Reste que l’approvisionnement énergétique n’est pas le seul écueil du dessalement. Dans une étude publiée en 2019 dans la revue Science of the Total Environment, des chercheurs s’alarment des rejets massifs de saumure, une substance chargée en sel et produits chimiques, résultant de cette activité. La fabrication d’un litre d’eau consommable se traduit en effet par l’évacuation dans la mer d’un litre de saumure. S’ensuit selon les auteurs une salinisation accrue des eaux et des écosystèmes marins qui rend la vie difficile sinon impossible à leur flore et à leur faune.

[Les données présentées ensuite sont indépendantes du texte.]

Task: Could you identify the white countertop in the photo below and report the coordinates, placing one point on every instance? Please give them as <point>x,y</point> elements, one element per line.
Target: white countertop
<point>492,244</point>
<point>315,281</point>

Un avis rejeté par Miguel Angel Sanz : « Dans les pays qui utilisent le dessalement depuis longtemps, nous n’avons constaté aucun impact. » Après quatre ans d’études, les autorités de l’Australie de l’Ouest ont également estimé que le dessalement n’avait pas d’impact significatif sur le milieu marin. Une conclusion qui reste aujourd’hui discutée dans le milieu scientifique où plusieurs autres études montrent une raréfaction de certaines espèces là où sont rejetées les saumures.

Par ailleurs, si 174 pays se servent actuellement du dessalement pour répondre à la demande en eau de leurs citoyens, cette technique demeure l’apanage des pays riches : moins de 0,1 % des installations se situent dans les pays à revenu faible. Pourtant non épargnés par les pénuries d’eau, les pays d’Afrique subsaharienne restent ainsi à l’écart de ce développement. En 2015, le Ghana a été le premier pays d’Afrique de l’Ouest à rompre cet état de fait en inaugurant une usine de 60’000 m3/jour à Accra, construite par l’espagnole Abengoa. Le Sénégal lui a emboîté le pas avec la construction par Suez d’une unité de 50’000 m3/jour à Dakar qui devrait être inaugurée cette année.